In [1]:
import pandas as pd
from pathlib import Path
import os
import numpy as np
import librosa
import soundfile as sf

from utils.segmentation import yolo_to_tf_centered



In [None]:
# ======================
# CONFIG
# ======================

LABEL_DIR = "path/to/labels/directory/"  # dossier YOLO prédictions
CSV_PATH = "path/to/annotations/"
CSV_INPUT = "annotations_trills.csv"
CSV_PATH = Path(CSV_PATH) / CSV_INPUT
OUT_CSV = "annotations_trills_with_pred.csv"
OUT_CSV = Path(CSV_PATH).parent / OUT_CSV

sr = 44100
win_len = 2.0
f_max_global = sr / 2


### Add predictions of YOLO model to Annotated CSV

In [None]:
# ======================
# MAIN
# ======================

df = pd.read_csv(CSV_PATH)

df["trill_t_start_pred"] = np.nan
df["trill_t_end_pred"] = np.nan
df["trill_f_min_pred"] = np.nan
df["trill_f_max_pred"] = np.nan

for idx, row in df.iterrows():

    stem = Path(row["file_name_radical"]).stem
    seg_id = row["segment_id"]

    txt_path = Path(LABEL_DIR) / f"{stem}_seg{seg_id}.txt"

    if idx == 0:
        print(f"Processing {txt_path} ")

    if not txt_path.exists() or txt_path.stat().st_size == 0:
        continue

    with open(txt_path) as f:
        line = f.readline().strip()

    parts = line.split()

    if len(parts) < 5:
        continue

    _, xc, yc, w, h = map(float, parts[:5])

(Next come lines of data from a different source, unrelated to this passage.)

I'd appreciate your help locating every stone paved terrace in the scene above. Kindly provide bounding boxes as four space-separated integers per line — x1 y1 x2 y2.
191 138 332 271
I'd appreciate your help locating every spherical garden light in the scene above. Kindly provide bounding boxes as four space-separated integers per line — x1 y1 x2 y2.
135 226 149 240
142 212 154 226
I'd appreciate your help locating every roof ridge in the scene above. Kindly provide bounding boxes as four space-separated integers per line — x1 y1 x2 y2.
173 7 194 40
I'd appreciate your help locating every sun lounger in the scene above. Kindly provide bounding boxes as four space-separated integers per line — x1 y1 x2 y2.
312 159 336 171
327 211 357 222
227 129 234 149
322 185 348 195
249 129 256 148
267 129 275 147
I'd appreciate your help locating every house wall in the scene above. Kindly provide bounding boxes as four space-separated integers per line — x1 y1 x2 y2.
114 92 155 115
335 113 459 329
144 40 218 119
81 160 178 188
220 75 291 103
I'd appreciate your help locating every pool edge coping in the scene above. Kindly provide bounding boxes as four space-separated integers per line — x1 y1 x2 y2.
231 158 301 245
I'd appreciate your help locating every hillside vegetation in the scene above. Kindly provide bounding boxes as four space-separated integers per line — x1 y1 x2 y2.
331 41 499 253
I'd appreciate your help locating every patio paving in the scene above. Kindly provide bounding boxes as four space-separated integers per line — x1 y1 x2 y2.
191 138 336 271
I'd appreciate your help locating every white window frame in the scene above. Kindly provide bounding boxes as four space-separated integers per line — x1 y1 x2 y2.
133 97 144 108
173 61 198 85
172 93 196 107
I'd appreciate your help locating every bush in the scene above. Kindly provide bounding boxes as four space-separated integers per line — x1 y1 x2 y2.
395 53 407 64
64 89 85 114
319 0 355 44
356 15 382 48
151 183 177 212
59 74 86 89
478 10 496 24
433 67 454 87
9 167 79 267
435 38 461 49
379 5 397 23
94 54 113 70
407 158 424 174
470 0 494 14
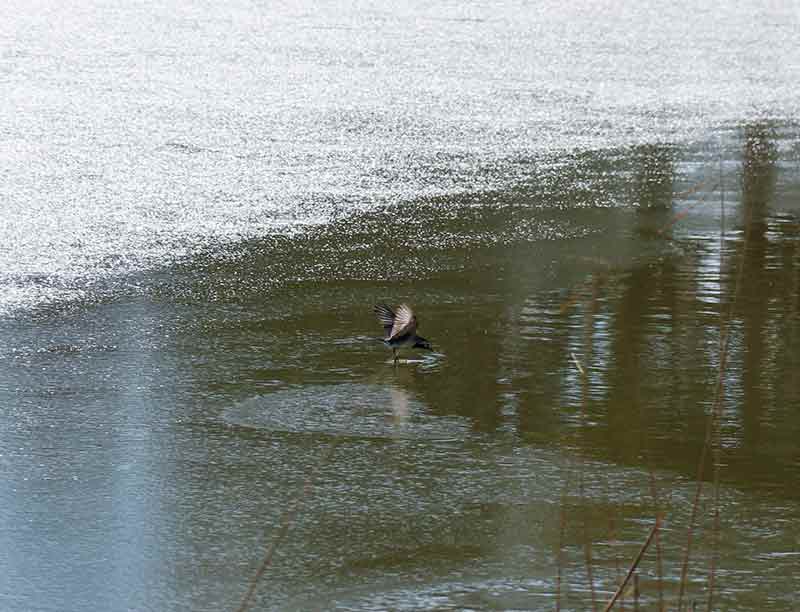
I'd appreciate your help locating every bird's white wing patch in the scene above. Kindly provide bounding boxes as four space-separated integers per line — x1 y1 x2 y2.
389 304 417 338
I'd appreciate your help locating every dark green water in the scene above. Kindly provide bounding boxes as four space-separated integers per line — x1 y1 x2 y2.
0 123 800 610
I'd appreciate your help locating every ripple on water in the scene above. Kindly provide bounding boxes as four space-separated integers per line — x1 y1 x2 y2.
223 383 470 440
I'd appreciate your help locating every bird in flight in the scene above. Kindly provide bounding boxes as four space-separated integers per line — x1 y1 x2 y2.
373 304 433 364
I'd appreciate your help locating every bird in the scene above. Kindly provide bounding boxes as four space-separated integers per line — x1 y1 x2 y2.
373 304 433 365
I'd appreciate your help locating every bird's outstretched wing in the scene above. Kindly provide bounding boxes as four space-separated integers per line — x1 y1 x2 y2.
373 304 395 340
389 304 417 340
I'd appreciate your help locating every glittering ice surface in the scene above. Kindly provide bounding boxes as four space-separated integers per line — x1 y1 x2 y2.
0 0 800 314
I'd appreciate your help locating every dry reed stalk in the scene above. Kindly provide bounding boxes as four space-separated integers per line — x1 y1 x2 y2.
604 516 661 612
236 440 337 612
678 155 753 612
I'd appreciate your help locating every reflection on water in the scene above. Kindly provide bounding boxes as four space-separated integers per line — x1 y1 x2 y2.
0 124 800 610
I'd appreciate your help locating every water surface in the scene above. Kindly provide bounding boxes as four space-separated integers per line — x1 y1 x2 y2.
0 2 800 611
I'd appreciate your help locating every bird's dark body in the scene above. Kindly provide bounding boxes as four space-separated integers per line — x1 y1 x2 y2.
374 304 433 363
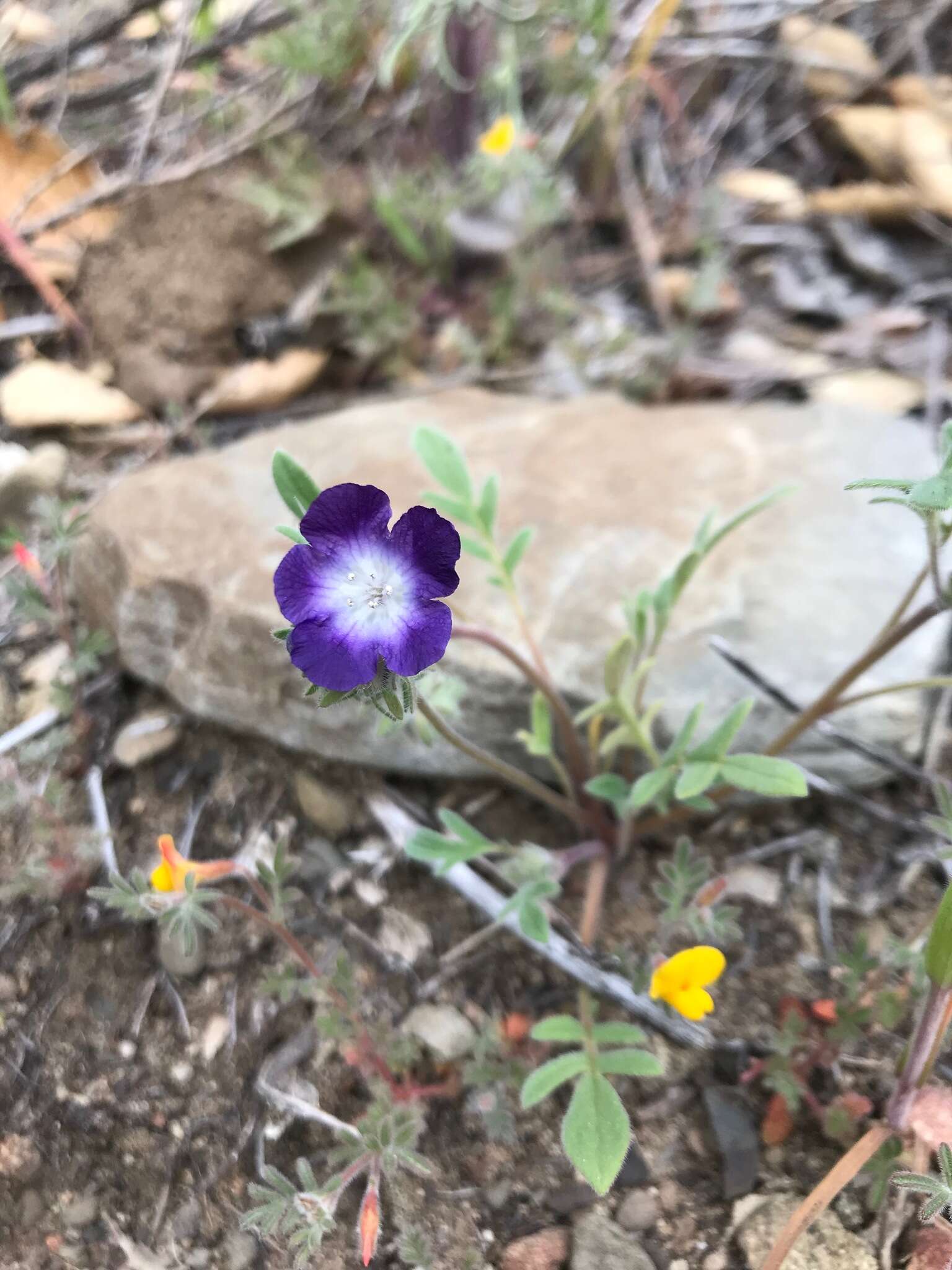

    # YOLO → relatif segment
    t0_rel, t1_rel, f0, f1 = yolo_to_tf_centered(xc, yc, w, h, win_len, f_max_global)

    # relatif → absolu audio
    seg_start = row["time_start"]

    df.loc[idx, "trill_t_start_pred"] = t0_rel + seg_start
    df.loc[idx, "trill_t_end_pred"] = t1_rel + seg_start
    df.loc[idx, "trill_f_min_pred"] = f0
    df.loc[idx, "trill_f_max_pred"] = f1

# ======================
# SAVE
# ======================

df.to_csv(OUT_CSV, index=False)

print("✅ CSV enrichi sauvegardé")


### Export WAV files from the detected segments

In [None]:
def export_trill_audio_segments(
    df,
    audio_dir,
    output_dir,
    sample_rate=None,
    padding_ratio=0.05
):
    """
    Export trill audio segments with temporal padding.

    Parameters
    ----------
    df : pd.DataFrame
        Must contain columns:
        ['file_name', 'file_name_radical', 'time_start',
         'trill_t_start', 'trill_t_end']
    audio_dir : str
        Directory containing the original audio files
    output_dir : str
        Directory where cropped files will be written
    sample_rate : int or None
        If None, keep native sampling rate
    padding_ratio : float
        Fraction of trill duration added on each side
    """

    os.makedirs(output_dir, exist_ok=True)

    empty_files = []
    for _, row in df.iterrows():
        audio_path = os.path.join(audio_dir, row["file_name_radical"])

        if not os.path.exists(audio_path):
            print(f"Missing file: {audio_path}")
            continue

        t_start = row["trill_t_start_pred"]
        t_end = row["trill_t_end_pred"]

        if np.isnan(t_start) or np.isnan(t_end) or t_start >= t_end:
            print(f"Invalid times for {audio_path}: start={t_start}, end={t_end}")
            empty_files.append(audio_path)
            continue

        if row["file_name_radical"] in ["Luscinia_svecica_654083.wav"]:
            print(f"Skipping file with known issues: {audio_path}")
            print(f"Times: start={t_start}, end={t_end}")
            continue

        # Load audio
        y, sr = librosa.load(audio_path, sr=sample_rate, mono=True)

        # Padding
        duration = t_end - t_start
        pad = padding_ratio * duration

        t_start_pad = max(0, t_start - pad)
        t_end_pad = min(len(y) / sr, t_end + pad)

        # Convert to samples
        s_start = int(t_start_pad * sr)
        s_end = int(t_end_pad * sr)

        y_crop = y[s_start:s_end]

        output_file_name = f"{row['file_name_radical'].split('.')[0]}_seg{row['segment_id']}.wav"
        # Output path
        out_path = os.path.join(output_dir, output_file_name)

        # Write audio
        sf.write(out_path, y_crop, sr)

    if empty_files:
        print(f"Number of files with invalid times: {len(empty_files)}")
        


In [None]:
OUTPUT_DIR = "path/to/trill_segments_detected/"
AUDIO_DIR = "path/to/audio/files/"
DATA_DIR = "path/to/annotation/file/"

trill_rate_annotation_file = "annotations_trills_with_pred.csv"
df_annotation_rhythm = pd.read_csv(os.path.join(DATA_DIR, trill_rate_annotation_file))

export_trill_audio_segments(
    df=df_annotation_rhythm,
    audio_dir=AUDIO_DIR,
    output_dir=OUTPUT_DIR,
    sample_rate=None,     # conserve le SR natif
    padding_ratio=0.05
)